Why I get wrong answers from function that should calculate X in power of N?

Question

I had to make a recursive function that use only multiplication operation to get the answer of X in power of N.

I wrote this:

#include <stdio.h>

int power(int x, int n);

int main()
{
    int x, n;
    printf("Enter base and exponent:\n");
    scanf("%d%d", &x, &n);
    printf("%d\n", power(x, n));
    return 0;
}

int power(int x, int n)
{
    if (n==0) return 1;
    return x*power(x, n*0.5);
}

So its works good for small number, like if the input x=3, n=2 the output will be 9 which is good. But when I input bigger numbers, for example: x=362, n=123 the output will be -79249792 which its wrong.

Can someone help me understand what's wrong?

(Im using Online C Compliler {OnlineGBD})

Answer 1

First, the recursion you implemented shouldn't work for small numbers too, since as others have pointed out, x^n = (x^(n/2))^2 and not x*(x^(n/2)), and for odd values of n, n/2 will get truncated since the function takes integer arguments. Try 2^3, your code gives answer 4. A simple way to fix this is via using the following recursion : x^n = x*(x^(n-1)), or if you want to make the code more efficient, use this algorithm.

But this still doesn't address negative numbers showing up. The problem is max size of int is 2^31-1 = 2,14,74,83,647. This is due the way it is stored in memory, occupying 32 bits. What happens when you cross this limit? It overflows, and becomes -2^31. So you won't be able to get correct answers for big numbers. Generally this is handled by calculating the answer modulo some prime number, or creating arbitrary precision data structures. Check out this and this.

Answer 2

First of all, please remove this:

printf("Enter base and exponent:\n");
scanf("%d%d", &x, &n);
printf("%d\n", power(x, n));

and write a simple, easy to run test harness that doesn't involve thinking and typing input into the console, with clear output of expected/actual values on failure:

#include <math.h>
#include <stdio.h>

int power(int base, int exponent) {
    return 1;
}

int main(void) {
    for (int base = 0; base < 5; base++) {
        for (int exponent = 0; exponent < 5; exponent++) {
            int expected = (int)pow(base, exponent);
            int actual = power(base, exponent);

            if (expected != actual) {
                printf("[FAIL] power(%d, %d) was: %d\n"
                       "              expected: %d\n\n",
                       base, exponent, actual, expected);
            }
        }
    }

    return 0;
}

Notice the clearer parameter names on the power function and usage of the built-in pow to ensure correct logic.
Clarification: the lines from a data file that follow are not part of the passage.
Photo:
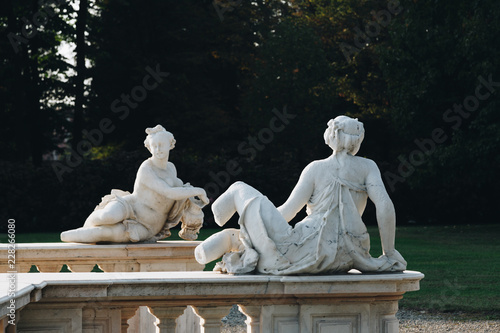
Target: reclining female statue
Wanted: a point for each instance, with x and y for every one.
(332, 238)
(159, 201)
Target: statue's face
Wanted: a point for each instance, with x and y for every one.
(160, 145)
(353, 127)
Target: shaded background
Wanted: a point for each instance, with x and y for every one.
(405, 69)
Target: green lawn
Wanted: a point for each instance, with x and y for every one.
(461, 265)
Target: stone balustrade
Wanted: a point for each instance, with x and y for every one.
(50, 257)
(90, 302)
(156, 257)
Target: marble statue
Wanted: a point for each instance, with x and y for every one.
(159, 202)
(332, 238)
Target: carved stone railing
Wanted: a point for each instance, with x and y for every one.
(161, 256)
(103, 302)
(50, 257)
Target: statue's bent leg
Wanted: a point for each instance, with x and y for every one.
(112, 213)
(111, 233)
(217, 245)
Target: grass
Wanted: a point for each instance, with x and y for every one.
(461, 265)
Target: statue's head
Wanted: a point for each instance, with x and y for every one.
(344, 134)
(159, 141)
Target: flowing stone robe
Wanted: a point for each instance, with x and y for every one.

Now let's test your algorithm:

[FAIL] power(2, 3) was: 4
              expected: 8

[FAIL] power(2, 4) was: 8
              expected: 16

[FAIL] power(3, 3) was: 9
              expected: 27

[FAIL] power(3, 4) was: 27
              expected: 81

[FAIL] power(4, 3) was: 16
              expected: 64

[FAIL] power(4, 4) was: 64
              expected: 256

It appears that n*0.5 isn't giving the correct reduction factor.

Taking a step back, exponentiation by multiplication is done by repeatedly multiplying base by itself exponent times and accumulating onto a result initialized to 1:

int power(int base, int exponent) {
    int result = 1;

    for (int i = 0; i < exponent; i++) {
        result *= base;
    }

    return result;
}

Since we're forced to use recursion, the problem reduces to simulating the classic counting loop above with recursion.

This can be done by subtracting 1 from the exponent per call until we reach 0 (<= 0 is a safer base case than == 0, avoiding blowing the stack on negative input).

As for the return value, you're correct in returning 1 for n == 0 and multiplying base on each frame by the child's value, which is the same as the *= operation in the iterative version.

Here's the fixed code:

int power(int base, int exponent) {
    if (exponent <= 0) {
        return 1;
    }

    return base * power(base, exponent - 1);
}

Finally, x=362, n=123 fails because of integer overflow. 362**123 has 315 digits, but 4 byte numbers like int only hold 10-ish. You'll need a big integer library to handle that massive an input.

Note that I haven't attempted to handle negative numbers here. I assume that's out of scope. Making the parameters unsigned would help enforce this contract.